Scrive Giulio Mozzi nella sua introduzione che “la scrittura di Dedja […] provoca in chi legge reazioni contrastanti, contraddittorie, eppure dà alla fine, non posso negarlo, un intenso, sensuale piacere. Che è il piacere della conoscenza […]”.
Lo stesso Dedja, nella premessa, avvisa di come l’Autore vuole emulare e battere il padre e il nonno, come lui medici albanesi, e che si sono fatti un nome che resiste nel tempo: Dedja confida che tale Trattato gli permetterà di arrivare alle stesse vette.
E già qui, in queste due affermazioni disgiunte ma che si possono riunire, abbiamo, credo, la chiave interpretativa di questa raccolta di racconti. Chiave a due facce, così come è un Giano bifronte lo stesso Dedja, medico e poeta. Mozzi parla della crudeltà insita nelle due professioni, entrambe disconnesse dal quotidiano: il poeta perché preveggente e il medico perché abituato alla sofferenza.
Dedja dà l’impressione di voler cavalcare tale crudeltà/crudezza (dicotomio sempre mozziano) anche in certe descrizioni splatter del pronto soccorso albanese dove lavora, giovane medico alle prime armi: guerre fra gang che producono teste mozzate e arti volanti, proiettili conficcati nelle parti più impensate del corpo umano, con chirurgi e infermiere che badano solo a fare il loro lavoro tenendosene fuori e marcare il loro territorio rispetto ai concorrenti ospedalieri. Altre scene raccapriccianti riguardano la disputa dei crani da parte degli studenti di medicina, il traffico di cadaveri dei custodi o tecnici specializzati, medicine da riciclare come droghe e così via.
Largo uso è fatto dell’ironia, come arma per combattere l’amarezza sconsolata che porterebbe vedere solo il nucleo primario di questi racconti della vita quotidiana medica, in una situazione come quella albanese dei tempi, in cui può capitare di ritrovarsi ostaggi della faida trasportata dalla sfida di calcio della Champions League al reparto di emergenza, con la polizia inutile e impotente sullo sfondo. Ma pure morte di neonati siamesi o di bambini febbricitanti e arrivati già morti alla casa del medico condotto, in mezzo alla neve, con il padre che pensa solo a seppellirli al più presto possibile per levarsi l’impiccio, facendosi aiutare dal fratellino grande sopravvissuto.

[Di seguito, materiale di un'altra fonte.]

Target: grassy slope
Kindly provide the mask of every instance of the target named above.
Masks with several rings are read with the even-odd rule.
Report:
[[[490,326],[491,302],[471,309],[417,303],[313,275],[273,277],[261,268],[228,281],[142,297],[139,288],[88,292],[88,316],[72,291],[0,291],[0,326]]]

Ma l’ironia come antidoto, si diceva, e allora ecco anche i racconti dedicati alla denuncia mediante conferenza stampa del primario di Pronto Soccorso sulla pessima situazione dei WC in tutto il paese, che causano morti e annegamenti nei cessi, al Phallus, l’elenco degli oggetti ritrovati nei peni di vari pazienti (Dedja era urologo) , in cui spicca una chiavetta USB.
E le risate vengono, leggendo di situazioni scabrose in cui poco ci sarebbe da ridere, ma pure qui sta la bravura dell’autore che riesce a coinvolgere il lettore, senza quasi che lui se ne accorga, in quella sorta di voluttuoso e perverso piacere di cui parlava Mozzi. Se non sono risa, si tratta di sorrisi amari di fronte alla constatazione di come pure davanti alla morte e alla sofferenza l’essere umano sia capace di coltivare l’arte dell’ironia, e anzi forse proprio quest’ultima è ciò che serve per conservare sia la salute mentale che una forma di empatia.
E pure lo stile si piega a questo proposito, cambiando e facendo evoluzioni fra un racconto e l’altro, cercando soluzioni adatte ad ogni contesto, che sia la conferenza sullo stato nazionale dei WC o il racconto dell’assalto al Pronto Soccorso con kalashnikov o altre armi mortali. Rimangono nella testa felici ispirazioni, degne del Male oscuro di Giuseppe Berto, come il racconto Morgue, svolto tutto in una frase che prende quattro pagine e mezza.
In conclusione, un libro da leggere, magari centellinandolo, ché i racconti rimangono a lungo nella testa e anche parecchi giorni dopo la lettura ci si ritrova per strada a fare un sorriso pensando a una delle situazioni bizzarre che possono capitare in un pronto soccorso albanese.